Multiple Objectives Dynamics Optimization of SA349/2 Rotor Blades for Aeroelastic Stability
WANG Hong –zhou1; SUN Zhuang2; LIU Yong1;ZHANG Cheng-lin1
(1 National Key Laboratory of Rotorcraft Aeromechanics, Nanjing University of Aeronautics and Astronautics, Nanjing 210016, China; 2 People’s Liberation Army 122 Military Representative Office Plant, Harbin, 150066, China )
Abstract: The aeroelastic and dynamic analysis model of rotor blade was built based on the finite element approach (FEM). Multiple objectives optimization of a rotor blade was investigated to reduce the blade mass and the stress at blade root.
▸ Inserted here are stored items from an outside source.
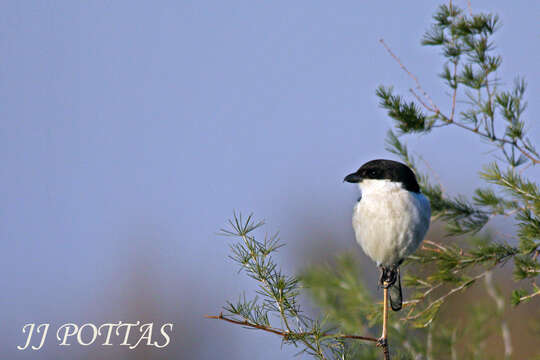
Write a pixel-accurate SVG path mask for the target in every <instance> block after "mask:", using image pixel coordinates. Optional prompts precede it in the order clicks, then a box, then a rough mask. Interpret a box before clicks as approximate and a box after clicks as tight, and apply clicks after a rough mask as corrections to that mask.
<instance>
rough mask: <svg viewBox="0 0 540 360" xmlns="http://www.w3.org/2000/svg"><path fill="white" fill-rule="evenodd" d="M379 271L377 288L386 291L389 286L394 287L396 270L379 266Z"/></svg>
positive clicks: (386, 267) (387, 267)
mask: <svg viewBox="0 0 540 360" xmlns="http://www.w3.org/2000/svg"><path fill="white" fill-rule="evenodd" d="M379 269H380V273H381V275H380V276H379V286H382V287H383V288H385V289H388V288H389V287H390V286H392V285H394V283H395V282H396V280H397V268H396V267H386V266H384V265H379Z"/></svg>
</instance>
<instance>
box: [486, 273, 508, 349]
mask: <svg viewBox="0 0 540 360" xmlns="http://www.w3.org/2000/svg"><path fill="white" fill-rule="evenodd" d="M484 282H485V285H486V290H487V293H488V295H489V296H490V297H491V298H492V299H493V301H494V302H495V305H496V306H497V313H498V315H499V317H500V320H501V336H502V339H503V344H504V358H505V359H510V358H512V352H513V349H512V339H511V337H510V329H509V328H508V323H507V321H506V319H505V318H504V305H505V304H504V299H503V298H502V296H500V295H499V294H497V291H496V290H495V286H494V285H493V272H492V271H489V272H488V273H487V274H486V276H485V277H484Z"/></svg>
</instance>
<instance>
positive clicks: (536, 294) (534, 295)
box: [519, 290, 540, 301]
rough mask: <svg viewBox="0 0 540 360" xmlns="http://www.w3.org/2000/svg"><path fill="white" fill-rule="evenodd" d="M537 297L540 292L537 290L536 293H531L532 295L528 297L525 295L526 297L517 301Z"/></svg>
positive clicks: (523, 296)
mask: <svg viewBox="0 0 540 360" xmlns="http://www.w3.org/2000/svg"><path fill="white" fill-rule="evenodd" d="M538 295H540V290H538V291H537V292H535V293H532V294H530V295H526V296H522V297H520V298H519V301H523V300H528V299H530V298H532V297H535V296H538Z"/></svg>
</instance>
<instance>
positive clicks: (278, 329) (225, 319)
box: [205, 313, 378, 343]
mask: <svg viewBox="0 0 540 360" xmlns="http://www.w3.org/2000/svg"><path fill="white" fill-rule="evenodd" d="M205 318H207V319H216V320H224V321H227V322H230V323H233V324H236V325H242V326H247V327H250V328H254V329H258V330H263V331H267V332H270V333H272V334H276V335H279V336H281V337H283V339H284V340H290V339H295V338H301V337H304V336H313V335H315V333H313V332H302V333H295V332H292V331H288V330H283V329H276V328H273V327H270V326H264V325H259V324H255V323H252V322H250V321H247V320H243V321H242V320H235V319H230V318H228V317H225V316H224V315H223V313H220V314H219V315H217V316H216V315H205ZM321 337H325V338H333V339H354V340H364V341H371V342H375V343H376V342H377V341H378V340H377V339H375V338H374V337H370V336H360V335H344V334H322V335H321Z"/></svg>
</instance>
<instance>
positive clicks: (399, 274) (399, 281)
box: [388, 268, 403, 311]
mask: <svg viewBox="0 0 540 360" xmlns="http://www.w3.org/2000/svg"><path fill="white" fill-rule="evenodd" d="M396 271H397V279H396V282H395V283H394V284H393V285H392V286H390V288H389V289H388V293H389V294H390V306H391V307H392V310H394V311H399V310H401V307H402V303H403V296H402V294H401V276H400V274H399V268H397V270H396Z"/></svg>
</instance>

Constraints on frequency placement, autorotational inertia, and aeroelastic stability of the blade were concerned. The sensitivity analysis of the objectives and constraints was conducted with the computation method based on chain rule. The optimization was carroed out satisfactorily by using the response surface model and simulated annealing algorithm. Taking the SA349-2 rotor blade as an optinization exaple, it is shown that the optimum solution results in a 1.05 times increase of autorotational inertia, a 6.0%~7.2% reduction of total mass of the rotor blade and a reduction in the peak-to-peak blade stress of 5.9%~7.1%,satisfying the constraint conditions of blade rotating frequencies , autorotational inertia ,aeroelastic stability and so on.